Paraisar (Cristina)

Paraisar

Maria Cristina Dias – Olhar Passarinho

 

Dia desses um novo verbo surgiu inesperadamente para dar sentido a uma sensação que inunda a alma quando a hora de se desligar do mundo se aproxima. “Paraisar”. Paraisar, caro leitor, é o ato cada vez mais desejado de usufruir do paraíso, seja ele qual for.

Não sei se a palavra já existia antes, creio que não. Não consta do dicionário e o Google, que tudo sabe e tudo vê (temeroso isso) a troca por “paralisar”, o que, definitivamente, não é mesma coisa. Nada poderia ser mais antagônico.

O certo é que a tomei como minha desde o primeiro momento em que inesperadamente surgiu em uma mensagem rápida, de whats mesmo, para meu amigo poeta. Ser amigo de poeta tem desses privilégios. A gente pode inventar palavras sem ficar constrangido, debulhar-se em sentimentos sem parecer piegas, ser ridículo sem pudor. E o poeta amigo ouvinte faz eco à euforia e ainda concede a permissão para os delírios: “Paraíse-se! Passarinhisesse! Ser feliz é uma escolha (me apropriei)!”, escreve ele, acolhendo a loucura da amiga que voa da realidade sem tirar os pés no chão.

Diante disso, confesso que uso o novo verbo sem culpa. Permito-me, sim e critique-me se achar que deve.

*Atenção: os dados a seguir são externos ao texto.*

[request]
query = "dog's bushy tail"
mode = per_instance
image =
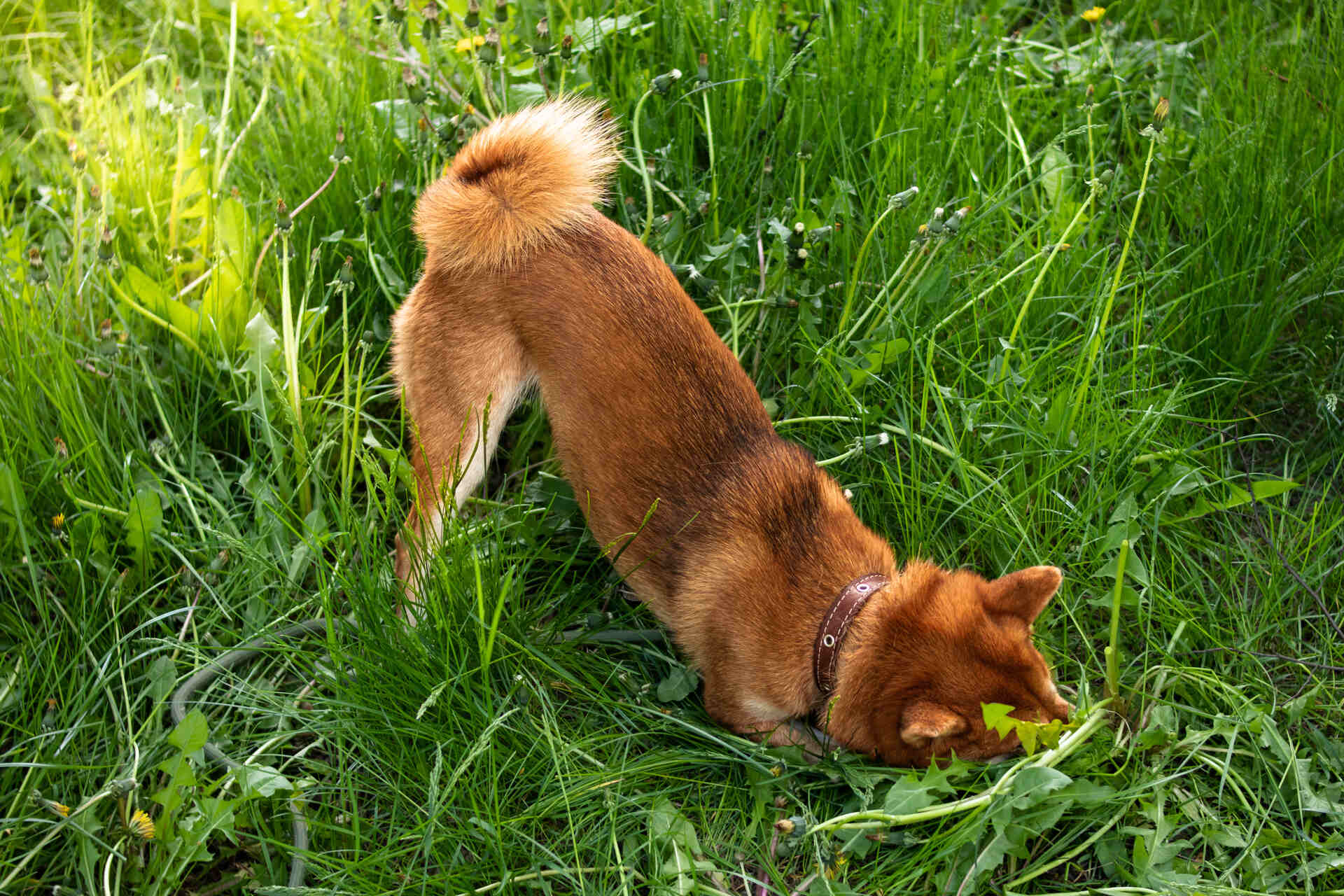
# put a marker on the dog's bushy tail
(517, 184)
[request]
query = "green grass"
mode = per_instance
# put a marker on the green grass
(186, 465)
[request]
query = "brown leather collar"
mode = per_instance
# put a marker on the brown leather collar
(835, 625)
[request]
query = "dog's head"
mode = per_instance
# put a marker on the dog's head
(937, 648)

As manhãs começam muitas vezes antes do sol dar o ar de sua graça e, ligeiras, se desfazem em tardes agitadas e noites insones. Um dia, outro dia, a semana já passou e os compromissos ainda não. O trabalho se multiplica e, ladino, se disfarça de prazer para avançar mais e mais na vida, se entranhar em todos os momentos.

Mas eis que chega a hora de paraisar, de se permitir. A bagagem é arrumada ao longo da semana para não tomar muito tempo. Uma lista na porta da geladeira e uma caixa de papelão no canto do quarto vão antecipando o momento de sair do mundo e espairecer. Na caixa cabe de tudo. As toalhas e lençóis limpos, a lâmpada que precisa ser trocada e o cabideiro novo, as linhas e agulhas para as manhãs ensolaradas de domingo, o livro amigo para as longas noites – e no final até o trabalho que se esgueira para conseguir mais alguns momentos de atenção.

Como bem lembrou meu poeta amigo, paraisar caminha lado a lado com passarinhar. E também com silenciar, com sentir o vento frio cortando a pele só por mais um instante ou respirar fundo só pelo prazer de respirar mesmo.

Após criar o verbo, tento entendê-lo. Palavras são assim, independentes, ainda mais quando expressam ação. Talvez paraisar seja reflexivo. Vou paraisar-me resignadamente, deixando-me ser agente e, ao mesmo tempo, sofrer a ação da palavra. Por quê, não? Certezas não há nessa vida, mas me parece que existem indícios fortes de que cada um só pode paraisar-se a si mesmo. Coisas a se observar com o tempo, paraisando-se descompromissadamente enquanto isso.